1). Teaching in our Schools of Nursing and at Marymount College
2). Ministering to African-American children in Chicago
3). Working with handicapped clients through OCCK
4). Volunteering with hospice care
5). Visiting with residents in nursing Homes
6). Communion Minister to patients in the hospital
7). Caring for the elderly in their homes
8). Working as a teacher and librarian to Native Americans on Indian reservations.
9). House sitting – cat and bird feeding – taxi-ing

It is well to remember that Teresa continued these ministries, sometimes in the midst of dealing with migraine headaches and depression.

But her days were not filled completely with work. Simplicity was the hallmark of her life. She loved outdoor walks and ice cream cones, a swim in the Motherhouse pool, a game of bingo, a drive in the country on nice spring and fall days, and, oh yes, her glass of wine before bed. She enjoyed life, SIMPLY.

During this Year of Mercy, it became obvious to many of us here at the Motherhouse that Sister Teresa lived Mercy. Her life was absorbed with the spiritual and corporal works of mercy. And she didn’t just pray the Memorare and the Magnificat; she lived it.

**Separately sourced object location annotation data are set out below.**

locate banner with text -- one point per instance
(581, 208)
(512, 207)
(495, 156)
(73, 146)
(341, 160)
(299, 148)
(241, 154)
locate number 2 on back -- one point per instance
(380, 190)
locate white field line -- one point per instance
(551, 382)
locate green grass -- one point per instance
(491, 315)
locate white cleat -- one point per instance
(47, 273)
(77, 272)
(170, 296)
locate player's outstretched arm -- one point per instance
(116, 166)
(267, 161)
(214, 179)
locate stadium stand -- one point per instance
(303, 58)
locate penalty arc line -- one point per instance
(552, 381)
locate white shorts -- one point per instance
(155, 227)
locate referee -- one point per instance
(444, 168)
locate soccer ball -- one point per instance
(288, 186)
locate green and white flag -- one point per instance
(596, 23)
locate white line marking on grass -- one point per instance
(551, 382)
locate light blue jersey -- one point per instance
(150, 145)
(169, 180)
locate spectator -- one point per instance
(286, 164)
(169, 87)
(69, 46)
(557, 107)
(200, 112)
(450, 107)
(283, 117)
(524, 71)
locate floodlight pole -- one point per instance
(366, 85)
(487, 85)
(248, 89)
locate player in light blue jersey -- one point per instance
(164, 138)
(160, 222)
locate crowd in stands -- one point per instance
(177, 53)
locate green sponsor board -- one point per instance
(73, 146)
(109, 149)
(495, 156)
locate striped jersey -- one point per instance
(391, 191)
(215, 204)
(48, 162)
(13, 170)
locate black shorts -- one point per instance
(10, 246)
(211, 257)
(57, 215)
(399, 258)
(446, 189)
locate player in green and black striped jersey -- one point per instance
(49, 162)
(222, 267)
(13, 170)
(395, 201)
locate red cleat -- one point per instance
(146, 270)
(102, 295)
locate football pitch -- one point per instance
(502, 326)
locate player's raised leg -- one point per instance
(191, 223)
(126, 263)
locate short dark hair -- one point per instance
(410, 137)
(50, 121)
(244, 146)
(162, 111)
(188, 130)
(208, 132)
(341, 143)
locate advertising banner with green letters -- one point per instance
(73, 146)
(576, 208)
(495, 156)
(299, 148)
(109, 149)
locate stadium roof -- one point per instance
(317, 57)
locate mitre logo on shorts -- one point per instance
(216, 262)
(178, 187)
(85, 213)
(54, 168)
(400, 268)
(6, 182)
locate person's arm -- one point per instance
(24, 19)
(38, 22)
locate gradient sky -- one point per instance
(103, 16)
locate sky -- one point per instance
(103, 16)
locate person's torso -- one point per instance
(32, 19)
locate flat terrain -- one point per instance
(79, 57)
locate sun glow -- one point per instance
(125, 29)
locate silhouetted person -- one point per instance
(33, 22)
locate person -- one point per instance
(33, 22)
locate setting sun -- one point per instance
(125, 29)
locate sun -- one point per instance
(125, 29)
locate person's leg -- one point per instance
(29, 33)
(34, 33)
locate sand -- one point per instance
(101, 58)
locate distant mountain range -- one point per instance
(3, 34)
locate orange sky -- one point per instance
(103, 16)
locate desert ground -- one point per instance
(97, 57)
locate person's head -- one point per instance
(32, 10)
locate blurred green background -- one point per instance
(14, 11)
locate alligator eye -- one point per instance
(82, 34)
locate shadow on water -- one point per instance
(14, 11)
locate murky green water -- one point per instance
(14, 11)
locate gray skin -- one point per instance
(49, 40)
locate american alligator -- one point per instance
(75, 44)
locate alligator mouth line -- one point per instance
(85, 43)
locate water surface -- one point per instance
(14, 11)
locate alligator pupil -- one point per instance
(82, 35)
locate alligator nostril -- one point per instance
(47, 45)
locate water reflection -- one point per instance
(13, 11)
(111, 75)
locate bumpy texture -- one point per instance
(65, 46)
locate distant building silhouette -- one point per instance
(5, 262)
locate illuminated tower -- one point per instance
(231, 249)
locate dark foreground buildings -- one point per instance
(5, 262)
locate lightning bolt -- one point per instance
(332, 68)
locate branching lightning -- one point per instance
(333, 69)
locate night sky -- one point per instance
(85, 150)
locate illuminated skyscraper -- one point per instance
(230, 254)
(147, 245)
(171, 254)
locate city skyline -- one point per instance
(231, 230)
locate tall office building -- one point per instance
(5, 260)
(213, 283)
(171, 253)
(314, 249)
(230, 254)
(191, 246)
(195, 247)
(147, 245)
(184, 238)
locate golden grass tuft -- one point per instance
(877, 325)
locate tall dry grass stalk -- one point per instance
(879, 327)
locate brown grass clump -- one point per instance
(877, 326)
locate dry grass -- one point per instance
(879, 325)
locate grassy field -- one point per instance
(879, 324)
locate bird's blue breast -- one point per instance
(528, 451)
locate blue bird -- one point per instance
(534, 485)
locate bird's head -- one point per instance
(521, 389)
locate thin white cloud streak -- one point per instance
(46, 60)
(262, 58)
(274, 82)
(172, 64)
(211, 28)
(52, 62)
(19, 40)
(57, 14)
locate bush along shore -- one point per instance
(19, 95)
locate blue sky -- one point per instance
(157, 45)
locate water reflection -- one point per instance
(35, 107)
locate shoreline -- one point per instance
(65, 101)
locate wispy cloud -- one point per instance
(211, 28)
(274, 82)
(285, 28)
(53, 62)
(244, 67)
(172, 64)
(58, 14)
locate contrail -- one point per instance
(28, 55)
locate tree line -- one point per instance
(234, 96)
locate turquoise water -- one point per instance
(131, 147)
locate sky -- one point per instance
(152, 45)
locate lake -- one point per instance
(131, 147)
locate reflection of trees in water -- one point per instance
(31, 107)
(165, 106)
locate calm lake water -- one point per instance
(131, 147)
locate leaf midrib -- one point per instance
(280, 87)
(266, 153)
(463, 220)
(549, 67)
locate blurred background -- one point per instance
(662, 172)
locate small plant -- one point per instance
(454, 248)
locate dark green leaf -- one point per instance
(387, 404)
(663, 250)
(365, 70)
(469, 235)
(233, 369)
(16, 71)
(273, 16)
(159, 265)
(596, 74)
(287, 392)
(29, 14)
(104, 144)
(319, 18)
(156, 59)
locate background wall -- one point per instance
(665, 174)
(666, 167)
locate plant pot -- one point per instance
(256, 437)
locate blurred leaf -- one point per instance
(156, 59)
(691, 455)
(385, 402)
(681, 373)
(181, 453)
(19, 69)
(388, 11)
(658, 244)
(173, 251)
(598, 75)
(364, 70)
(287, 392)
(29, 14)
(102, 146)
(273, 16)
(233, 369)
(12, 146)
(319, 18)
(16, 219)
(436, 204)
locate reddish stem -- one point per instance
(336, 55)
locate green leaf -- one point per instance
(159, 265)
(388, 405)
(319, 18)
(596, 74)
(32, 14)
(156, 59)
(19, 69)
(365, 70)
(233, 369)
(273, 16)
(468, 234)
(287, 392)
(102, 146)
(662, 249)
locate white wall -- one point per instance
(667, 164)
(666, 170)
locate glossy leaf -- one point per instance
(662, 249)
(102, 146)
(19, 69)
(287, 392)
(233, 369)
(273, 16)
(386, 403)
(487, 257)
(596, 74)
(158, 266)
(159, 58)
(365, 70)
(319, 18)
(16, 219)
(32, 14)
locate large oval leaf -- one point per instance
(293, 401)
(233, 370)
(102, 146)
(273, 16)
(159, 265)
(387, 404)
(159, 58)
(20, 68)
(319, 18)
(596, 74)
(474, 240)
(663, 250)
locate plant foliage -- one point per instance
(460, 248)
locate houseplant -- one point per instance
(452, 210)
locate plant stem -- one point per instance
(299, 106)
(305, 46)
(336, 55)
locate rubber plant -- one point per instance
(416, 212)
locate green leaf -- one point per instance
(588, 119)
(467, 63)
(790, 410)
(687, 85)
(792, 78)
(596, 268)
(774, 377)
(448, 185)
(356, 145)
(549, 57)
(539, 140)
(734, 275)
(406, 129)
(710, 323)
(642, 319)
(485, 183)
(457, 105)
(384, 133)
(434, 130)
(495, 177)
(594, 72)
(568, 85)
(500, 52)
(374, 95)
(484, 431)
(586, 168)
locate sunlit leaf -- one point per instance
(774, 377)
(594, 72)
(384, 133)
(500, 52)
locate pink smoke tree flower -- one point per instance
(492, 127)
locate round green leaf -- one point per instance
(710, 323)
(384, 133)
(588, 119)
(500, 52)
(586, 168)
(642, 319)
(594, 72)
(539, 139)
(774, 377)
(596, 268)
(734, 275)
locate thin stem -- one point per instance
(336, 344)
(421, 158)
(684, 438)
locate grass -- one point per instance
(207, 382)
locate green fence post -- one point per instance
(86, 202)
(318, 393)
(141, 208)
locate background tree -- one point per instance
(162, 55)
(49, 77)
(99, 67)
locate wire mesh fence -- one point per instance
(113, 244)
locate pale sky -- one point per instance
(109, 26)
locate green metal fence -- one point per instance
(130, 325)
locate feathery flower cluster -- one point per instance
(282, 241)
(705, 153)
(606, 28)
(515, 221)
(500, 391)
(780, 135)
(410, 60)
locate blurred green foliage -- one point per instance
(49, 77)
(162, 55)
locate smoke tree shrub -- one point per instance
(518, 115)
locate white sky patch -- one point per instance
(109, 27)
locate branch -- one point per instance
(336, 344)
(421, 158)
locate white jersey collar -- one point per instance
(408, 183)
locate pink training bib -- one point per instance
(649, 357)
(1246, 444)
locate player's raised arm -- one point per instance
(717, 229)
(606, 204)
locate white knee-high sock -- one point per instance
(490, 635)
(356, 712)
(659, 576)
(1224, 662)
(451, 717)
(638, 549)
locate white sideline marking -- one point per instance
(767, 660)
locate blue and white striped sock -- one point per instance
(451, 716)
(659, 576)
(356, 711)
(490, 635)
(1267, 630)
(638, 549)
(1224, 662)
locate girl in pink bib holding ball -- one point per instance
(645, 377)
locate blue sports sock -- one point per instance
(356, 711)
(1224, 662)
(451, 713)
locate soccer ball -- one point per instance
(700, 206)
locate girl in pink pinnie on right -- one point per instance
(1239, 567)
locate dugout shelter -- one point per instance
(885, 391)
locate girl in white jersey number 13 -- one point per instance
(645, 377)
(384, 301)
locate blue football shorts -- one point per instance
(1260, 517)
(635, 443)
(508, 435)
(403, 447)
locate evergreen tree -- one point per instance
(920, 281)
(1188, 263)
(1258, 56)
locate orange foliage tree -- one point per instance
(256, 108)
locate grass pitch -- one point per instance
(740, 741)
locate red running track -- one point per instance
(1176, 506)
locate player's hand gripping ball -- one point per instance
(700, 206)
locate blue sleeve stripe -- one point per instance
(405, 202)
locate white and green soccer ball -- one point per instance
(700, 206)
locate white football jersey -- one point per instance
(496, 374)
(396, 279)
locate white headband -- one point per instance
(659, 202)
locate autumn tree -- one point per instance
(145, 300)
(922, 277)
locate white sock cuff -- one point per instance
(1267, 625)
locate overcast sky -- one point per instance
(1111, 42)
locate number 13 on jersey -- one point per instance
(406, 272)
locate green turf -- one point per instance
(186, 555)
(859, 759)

After a full life with us, Sister Teresa Rigel died April 6, 2016. She died just as she lived – with a smile on her face. I think she must have been mindful of a saying I found in her file folder. It’s from the teachings of the Indian Chief Wabasha:

“When your time comes to die, sing your death song and die pleasantly, not like some whose hearts are filled with fear of death, so when their time comes, they weep and wail and pray for a little more time so that they live their lives over again in a different manner.”

Yes, Teresa, thanks for teaching us how to live and how to die, with the assurance that “God’s in His heaven – All’s right with the world.”